Why Is Adoption So Common Here ?

It’s a known fact that other countries have very few adoptions annually. Some as few as 100-300. This is vastly lower than the US obviously. One of the main contributing factors is the better social programs in those countries.  We don’t have that in the US.  Other countries focus on helping families stay together.

I do believe that if we provided families with what they needed, like some of these other countries do, the percentage of parents losing their children would be significantly lower.  Domestic infant adoption would basically cease to exist.

What needs to change for there to be fewer adoptions overall ?

Some thoughts in answer to that question . . .

Universal healthcare and an adequate minimum wage.  Readily available, affordable childcare for working families.  Both generous paid maternity and paternity leave. Paid vacation time which allows for families to create happy memories (I had that in my 50s and 60s era childhood). A good educational system.  Just the basic stuff I grew up believing this country provided (even if it wasn’t actually the truth, which I now understand in maturity).

I do believe that if we actually supported families, the adoption rate might drop 80%.  I do believe the vast majority of adoptions are caused by poverty or I would imagine if we actually supported all moms, it would reduce it by at least 80%. I do believe the vast majority of adoptions are caused by poverty or religion based coercion utilizing shame to get young women to give up their child.

The nature of capitalism is such, that society won’t do these things to keep families thriving.  It isn’t that we can’t, if the tax structures were in place to raise taxes on the wealthy.  Many people in our society have bought the Republican line about Trickle Down Economics.  The belief that if we help the 1% have more, they will help the rest of us do better too. That has never proven a reality – plain and simple.

Until we as a society decide that every citizen is worthy of a good quality of life, broken families will continue to be way too common.

Case in point – Australia.  They don’t have an exorbitant income tax, but they do have universal health care, subsidized childcare, parental leave, sick leave, a minimum wage etc. Support payments are available to family members who take on caring roles. So do the UK and New Zealand.

If one looks at the number of children adopted each year in Australia, the number is about 300.  That’s ALL children who are adopted from infants to teens. They do not have an adoption “market” (yes, it is a BIG $$$ business in the US).  Taxes in Australia may be higher than in the US but they know that they are getting plenty of services in return.

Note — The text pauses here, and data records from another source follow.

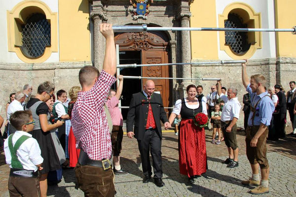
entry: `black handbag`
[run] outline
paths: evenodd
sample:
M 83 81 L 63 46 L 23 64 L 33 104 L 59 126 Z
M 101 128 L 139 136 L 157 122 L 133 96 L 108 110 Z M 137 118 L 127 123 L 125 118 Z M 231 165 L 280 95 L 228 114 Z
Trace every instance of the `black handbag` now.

Sadly, the problem here in the US is entrenched inequality and cultural bigotry.  Many countries outside of the US have much better social programs – most EU countries, Canada, Switzerland and Australia.  Knowing this, it is pretty amazing that this country won’t do better.  We are the richest nation in the world, but most of our money goes into the pockets of our richest citizens.  America is the country with the most billionaires in the world.

It is way past time for a change. That change requires accessible, affordable family planning (birth control and terminations), no private for profit adoption agencies and an end to the manipulation and coercion (Christian) of expectant mothers.

Sadly, adoption has become so ingrained in the American worldview as a means to getting a child that our society is hostile to the idea of children staying with who they were born to. It is all about who has money and who doesn’t.  Anyone with the financial means who wants a child is basically able to, in effect, buy one from someone who doesn’t have the financial means to help their family stay together.  Money is the driver of the for profit adoption complex. Sadly, given all I have shared above, I don’t see any of it changing any time soon.  I wish I could be more optimistic about it.